Some sources were captured in a progressive format, for example by using a film camera. What this means is that the odd and even fields which make up each frame were both captured at the same moment in time: it started out as a single progressive frame which was then split into two fields. A cinema film works like this: the camera takes 24 progressive pictures per second, each of which is split to produce two fields. There was no time delay between the capture of the odd and even fields in the same frame, but there was a delay of 1/24th of a second between an even field and the odd field in the next frame.
But if you think about something like a live football match or news broadcast on British TV, the camera doesn't take 25 progressive-frame photographs per second: it takes 50 interlaced photographs per second. So there was a delay of 1/50th of a second between the odd and even fields, and then a delay of another 1/50th of a second between even and odd fields.

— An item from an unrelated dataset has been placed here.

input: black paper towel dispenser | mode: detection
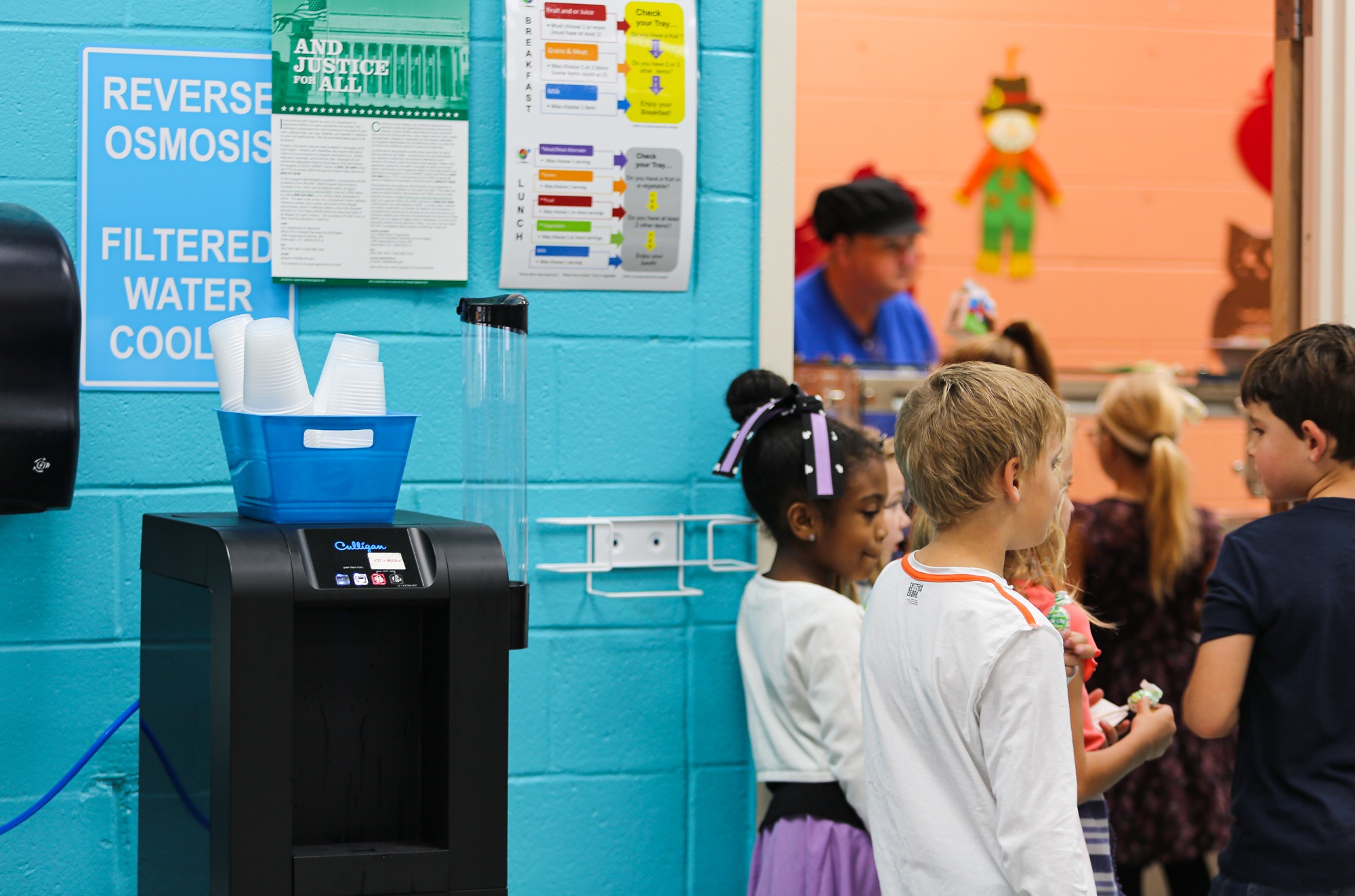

So, when deinterlacing you first have to decide if what you're looking at is "film" (i.e. captured progressively) or "video" (i.e. captured in an already-interlaced state), and the strategy you use depend on which it is. (I might add in passing that one thing which distinguishes deinterlacers is how good they are at telling the difference between film and video).
The Lumagen HDP is quite good telling the difference between film and video, but its ability to deinterlace video is less than top-notch compared to something like an Edge or a VP50. But both approaches will do an equally good job of deinterlacing film and of course the HDP's scaling is significantly better than the VP50's. So you'll find that the HDP will be more less unambiguously better for film, but for video it may be a more complex question. If what you watch is mostly material originally shot on film then the VP50 or Edge's superior video deinterlacing won't count for much; but if you watch a lot of football, then it might.
Obviously there are a lot of other factors to consider as well, like grey-scale correction, ability to get a good signal out of Sky HD, etc.